Primero, el creciente interés de empresas multinacionales por explorar y explotar los recursos mineros del país. Así lo demuestra el otorgamiento de cerca de 19.000 licencias ambientales, según el Ministerio de Minas. Esta situación, según algunos expertos, se repite en todos los países ricos en minerales. La explicación está en que la economía mundial sigue creciendo y necesita de más energía y recursos. Es decir, Colombia seguirá siendo importante para el crecimiento de la economía mundial, paradójicamente no para su economía interna.

 

Segundo, el actual gobierno declaró 17 millones de hectáreas de la Amazonia y de la Orinoquia como zonas de minería estratégica. Esta política muestra claramente la incompatibilidad de las leyes en Colombia, ya que de un lado se protege a los pueblos indígenas, pero del otro se declaran áreas estratégicas mineras. A decir del economista catalán Joan Martínez, “parece que cuanto más modernos somos, más simplificamos la geografía. Entramos en un momento en el que predomina un solo lenguaje, que es el de la economía, y se olvidan, por ejemplo, la riqueza de idiomas y la diversidad biológica y cultural de estas zonas.

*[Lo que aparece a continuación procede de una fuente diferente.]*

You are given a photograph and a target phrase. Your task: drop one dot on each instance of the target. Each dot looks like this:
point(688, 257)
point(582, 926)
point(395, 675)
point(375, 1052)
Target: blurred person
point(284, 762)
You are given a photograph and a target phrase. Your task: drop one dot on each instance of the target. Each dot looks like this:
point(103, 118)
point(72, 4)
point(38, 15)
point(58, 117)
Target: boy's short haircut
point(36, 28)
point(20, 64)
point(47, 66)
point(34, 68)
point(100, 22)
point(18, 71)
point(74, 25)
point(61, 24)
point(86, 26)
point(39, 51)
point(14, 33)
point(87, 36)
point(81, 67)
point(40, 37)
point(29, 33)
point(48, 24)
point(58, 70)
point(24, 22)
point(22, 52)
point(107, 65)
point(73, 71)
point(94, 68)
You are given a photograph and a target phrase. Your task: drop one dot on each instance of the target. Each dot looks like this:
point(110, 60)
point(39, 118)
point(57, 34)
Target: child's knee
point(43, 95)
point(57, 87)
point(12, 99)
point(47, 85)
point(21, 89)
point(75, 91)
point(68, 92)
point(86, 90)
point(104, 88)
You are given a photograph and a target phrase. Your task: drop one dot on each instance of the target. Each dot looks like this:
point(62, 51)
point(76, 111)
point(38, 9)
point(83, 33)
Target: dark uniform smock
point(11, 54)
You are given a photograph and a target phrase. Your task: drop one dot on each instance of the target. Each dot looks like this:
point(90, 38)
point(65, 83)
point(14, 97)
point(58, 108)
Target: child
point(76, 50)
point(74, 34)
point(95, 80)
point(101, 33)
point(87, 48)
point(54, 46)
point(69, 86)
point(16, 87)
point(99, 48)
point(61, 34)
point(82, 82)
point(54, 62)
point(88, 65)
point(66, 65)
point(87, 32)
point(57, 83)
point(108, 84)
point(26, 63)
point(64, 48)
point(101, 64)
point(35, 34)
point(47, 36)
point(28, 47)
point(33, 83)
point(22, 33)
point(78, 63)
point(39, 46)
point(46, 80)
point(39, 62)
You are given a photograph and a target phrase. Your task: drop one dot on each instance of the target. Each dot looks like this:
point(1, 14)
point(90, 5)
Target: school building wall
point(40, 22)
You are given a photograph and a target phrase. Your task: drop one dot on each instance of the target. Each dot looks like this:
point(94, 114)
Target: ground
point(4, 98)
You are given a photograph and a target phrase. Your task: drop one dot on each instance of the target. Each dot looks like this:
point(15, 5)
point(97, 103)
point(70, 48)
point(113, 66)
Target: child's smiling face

Santos se imagina a la Amazonia con una minería ordenada, con grandes empresas, pero la Amazonia no es eso, no se puede simplificar así”

 

Tercero, en una investigación de la Contraloría General realizada en el 2013, el desarrollo minero está acabando con el agua. “Extraer un gramo de oro implica gastar hasta 1.060 litros de agua. La misma cantidad de arroz, de papa o de leche se puede producir con menos de dos litros.” Estos datos indican el alto consumo de agua para la actividad minera y su competencia con la producción de alimentos. A lo anterior se suma la contaminación de las aguas por mercurio o cianuro. Para la Contraloría, “un modelo de desarrollo basado en la extracción de minerales e hidrocarburos puede causar un impacto aún más fuerte debido a la contaminación de aguas y suelos, en particular en la zona de laderas andinas, poniendo en riesgo no sólo la diversidad, sino también la soberanía alimentaria”.

 

Cuarto, en términos económicos, el país exporta barato y compra caro. Las multinacionales aun hoy encarnan el modelo imperialista que acabó con África: llegar a un lugar que va a ser su proveedor barato de materias primas. Aquí cabe preguntarse ¿Para qué destruir flora y fauna, acabar con las fuentes hídricas, y lesionar a las comunidades si al fin y al cabo se va a vender materia prima barata?

 

Quinto, como complemento del anterior argumento, los economistas del actual Gobierno que defienden la locomotora minera han expresado que esta es una fuente de desarrollo para el país. ¿Es compatible desarrollo y conservación? Depende, porque si vamos a crecer económicamente eso nos lleva a costos ambientales muy grandes, y si la política está asentada en una prosperidad sin crecimiento, habría que dejar de lado el crecimiento económico y ver cómo existimos con lo que tenemos.

 

Sexto, aunque no haya el mayor registro de los medios de comunicación, los conflictos y las movilizaciones ambientales crecen. Sin embargo, es cierto que ahora se están discutiendo más estos asuntos, aun así no se puede olvidar que, en Colombia, los temas ambientales han estado relacionados con el conflicto armado.

 

En estas condiciones, Colombia no va por buen camino. La locomotora minera hace mucho rato se descarriló. Hay que insistir en la pregunta: ¿cuál es el beneficio que le queda al país? Hay una alucinación por esta locomotora minera. Y vuelvo a reiterar: su poder encandila y no deja ver los costos sociales y ambientales.